[<prev] [next>] [<thread-prev] [thread-next>] [day] [month] [year] [list]
Message-ID: <3d3c0add-0e6a-477a-87d1-f66314dafa0b@huaweicloud.com>
Date: Mon, 28 Oct 2024 15:50:55 +0800
From: Tengda Wu <wutengda@...weicloud.com>
To: Namhyung Kim <namhyung@...nel.org>
Cc: Peter Zijlstra <peterz@...radead.org>, song@...nel.org,
Ingo Molnar <mingo@...hat.com>, Arnaldo Carvalho de Melo <acme@...nel.org>,
Mark Rutland <mark.rutland@....com>,
Alexander Shishkin <alexander.shishkin@...ux.intel.com>,
Jiri Olsa <jolsa@...nel.org>, Ian Rogers <irogers@...gle.com>,
Adrian Hunter <adrian.hunter@...el.com>, kan.liang@...ux.intel.com,
linux-perf-users@...r.kernel.org, linux-kernel@...r.kernel.org,
bpf@...r.kernel.org
Subject: Re: [PATCH -next v5 1/2] perf stat: Support inherit events during
fork() for bperf
On 2024/10/28 14:23, Namhyung Kim wrote:
> On Wed, Oct 23, 2024 at 7:11 PM Tengda Wu <wutengda@...weicloud.com> wrote:
>>
>>
>>
>> On 2024/10/24 6:45, Namhyung Kim wrote:
>>> On Tue, Oct 22, 2024 at 05:39:23PM +0800, Tengda Wu wrote:
>>>>
>>>>
>>>> On 2024/10/22 12:08, Namhyung Kim wrote:
>>>>> Hello,
>>>>>
>>>>> On Mon, Oct 21, 2024 at 11:02:00AM +0000, Tengda Wu wrote:
>>>>>> bperf has a nice ability to share PMUs, but it still does not support
>>>>>> inherit events during fork(), resulting in some deviations in its stat
>>>>>> results compared with perf.
>>>>>>
>>>>>> perf stat result:
>>>>>> $ ./perf stat -e cycles,instructions -- ./perf test -w sqrtloop
>>>>>> Performance counter stats for './perf test -w sqrtloop':
>>>>>>
>>>>>> 2,316,038,116 cycles
>>>>>> 2,859,350,725 instructions
>>>>>>
>>>>>> 1.009603637 seconds time elapsed
>>>>>>
>>>>>> 1.004196000 seconds user
>>>>>> 0.003950000 seconds sys
>>>>>>
>>>>>> bperf stat result:
>>>>>> $ ./perf stat --bpf-counters -e cycles,instructions -- \
>>>>>> ./perf test -w sqrtloop
>>>>>>
>>>>>> Performance counter stats for './perf test -w sqrtloop':
>>>>>>
>>>>>> 18,762,093 cycles
>>>>>> 23,487,766 instructions
>>>>>>
>>>>>> 1.008913769 seconds time elapsed
>>>>>>
>>>>>> 1.003248000 seconds user
>>>>>> 0.004069000 seconds sys
>>>>>>
>>>>>> In order to support event inheritance, two new bpf programs are added
>>>>>> to monitor the fork and exit of tasks respectively.

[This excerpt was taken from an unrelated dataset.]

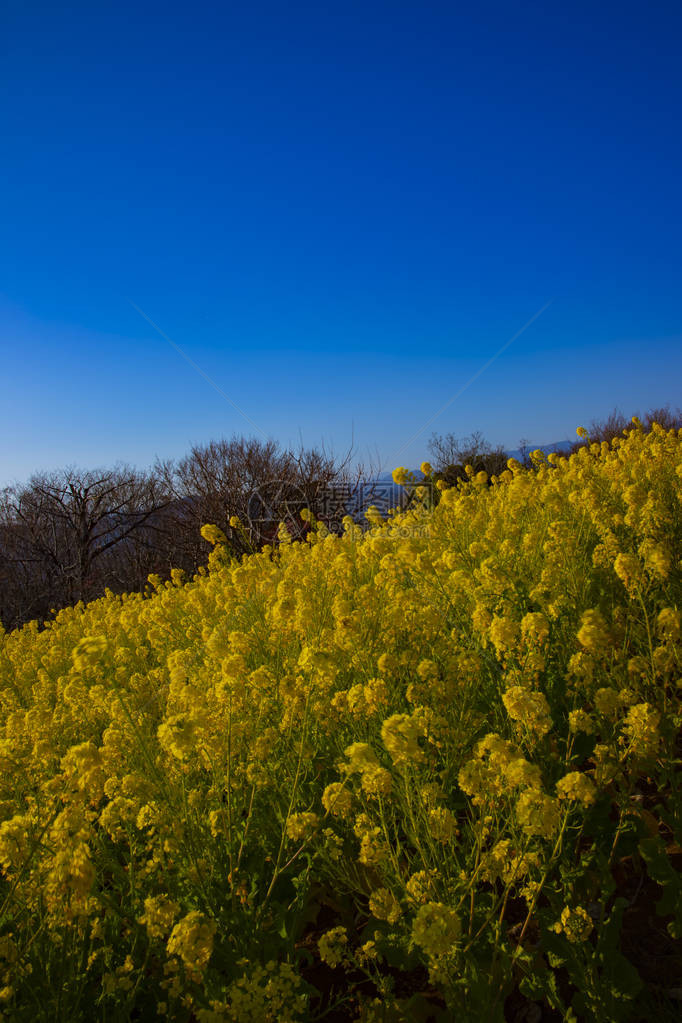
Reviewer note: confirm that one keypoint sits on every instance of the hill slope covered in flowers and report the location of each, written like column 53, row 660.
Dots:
column 426, row 771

When a task is
>>>>>> created, add it to the filter map to enable counting, and reuse the
>>>>>> `accum_key` of its parent task to count together with the parent task.
>>>>>> When a task exits, remove it from the filter map to disable counting.
>>>>>>
>>>>>> After support:
>>>>>> $ ./perf stat --bpf-counters -e cycles,instructions -- \
>>>>>> ./perf test -w sqrtloop
>>>>>>
>>>>>> Performance counter stats for './perf test -w sqrtloop':
>>>>>>
>>>>>> 2,316,252,189 cycles
>>>>>> 2,859,946,547 instructions
>>>>>>
>>>>>> 1.009422314 seconds time elapsed
>>>>>>
>>>>>> 1.003597000 seconds user
>>>>>> 0.004270000 seconds sys
>>>>>>
>>>>>> Signed-off-by: Tengda Wu <wutengda@...weicloud.com>
>>>>>> ---
>>>>>> tools/perf/builtin-stat.c | 1 +
>>>>>> tools/perf/util/bpf_counter.c | 35 +++++--
>>>>>> tools/perf/util/bpf_skel/bperf_follower.bpf.c | 98 +++++++++++++++++--
>>>>>> tools/perf/util/bpf_skel/bperf_u.h | 5 +
>>>>>> tools/perf/util/target.h | 1 +
>>>>>> 5 files changed, 126 insertions(+), 14 deletions(-)
>>>>>>
>>>>>> diff --git a/tools/perf/builtin-stat.c b/tools/perf/builtin-stat.c
>>>>>> index 3e6b9f216e80..8bc880479417 100644
>>>>>> --- a/tools/perf/builtin-stat.c
>>>>>> +++ b/tools/perf/builtin-stat.c
>>>>>> @@ -2620,6 +2620,7 @@ int cmd_stat(int argc, const char **argv)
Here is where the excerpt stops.